Helping Seniors Sleep Better and Cope With Rest-Stealing Bad Dreams

“To sleep, perchance to dream” is a Shakespeare quote of which I remind myself when I am really tired.

The unfortunate truth is, when I am most tired, the dreams become weird imaginings that tend to wake me from a sound sleep, putting me right back in a sleep deprived state.

Does that happen to you?

A dream is an experience our minds have of images, sounds and sensations. A beautiful dream of warm breezes, sandy beaches and the scent of fragrant flowers rarely seem to come to me when I am really tired.

And when are family caregivers not really tired?

Are Dreams the Culprit?

I had a weird dream the other night that left me sleepless. In the light of day it made me think of my senior loved one with dementia.

Does your senior wake in the middle of the night seemingly lost, shaken, scared and hard to calm? Are they searching for something, somewhere or someone? Do they urgently say they have someplace to be, a train to catch, a suitcase to pack?

I wonder if they didn’t have a dream of some sort when they wake in a frenzy. I hesitate to say nightmare since it isn’t the scary movie, gruesome thriller that we think of when we say nightmares.

Often our dreams are less about ghosts and goblins and more about what we feel could really happen like getting lost, missing an appointment or not being able to find a familiar loved one.

Coping with Bad Dreams

If your senior awakens in the night from a dream (or nightmare), they may be confused, disoriented and aggressive. Our first reaction should be comfort for them. Trying to orient them to a safe place in their mind so that they can settle back to sleep and get the rest they need should be the primary goal.
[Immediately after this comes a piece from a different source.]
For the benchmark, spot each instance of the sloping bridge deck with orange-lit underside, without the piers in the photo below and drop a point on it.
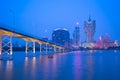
(9, 32)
This isn’t the time to question them about what they dreamed or scold them for waking up the household. They likely will not remember their dream state or be able to express their fears.

Some experts believe that when we relive our dreams the next day by expressing them can lead to negative effects on our mood. It makes sense that a bad experience can make us feel bad.

Because we want our seniors to have good, happy days, it would be better to not push them to talk about the dreams they may be having.

These two quotes help to sum it up.

“Dreams feel real while we’re in them. It’s only when we wake up that we realize something was actually strange.” – Inception

“It does not do to dwell on dreams and forget to live.” ― J.K. Rowling, Harry Potter and the Sorcerer’s Stone

Helping Seniors Sleep Better

Many seniors seem to have disturbed sleep as they age but sleep is just as important for older people as it is for younger people.

Seniors may not be sleeping through the night, they may not sleep deeply enough while they are asleep for it to be restorative and they may not sleep for long enough periods of times. Being sleep deprived can increase cognition problems.

Here are some tips for caregivers to help their seniors get a better night sleep.

  • Control nap times during the day so that they are tired when they go to bed.
  • Limit caffeine-containing beverages taken after noontime and be sure they don’t drink too much of any liquid close to their bedtime. Having to use the bathroom in the middle of the night can often lead to the inability to fall back to sleep.
  • Check their medication list with the doctor or pharmacist to see if there may be one drug or an interaction between drugs that is causing them to have sleep trouble.
  • Perhaps your senior has restless leg syndrome, which can interrupt their sleep patterns.
  • Depression can also lead to poor sleeping habits and even insomnia.
  • Set up a sleep routine, perhaps including a warm bath or quiet time, to allow your senior to relax for sleep.
  • Keep your senior physically active throughout the day to tire them out.
  • Be sure their sleep environment is conducive for sleep. This includes providing a comfortable bed and pillow, control of light in their room especially in early morning, adding pleasing scents like lavender and maintaining a proper room temperature.
  • Melatonin may help with sleep but caution with sleeping aids due to increased risks of falls in elders.

Dreams can be powerful for us and even more so for our senior loved ones. Those who have dementia may have trouble distinguishing between a dream and reality.

Dreams can affect our senior’s mood and therefore have a negative influence on our day together. Taking some steps to ease their sleep will make us all live happier.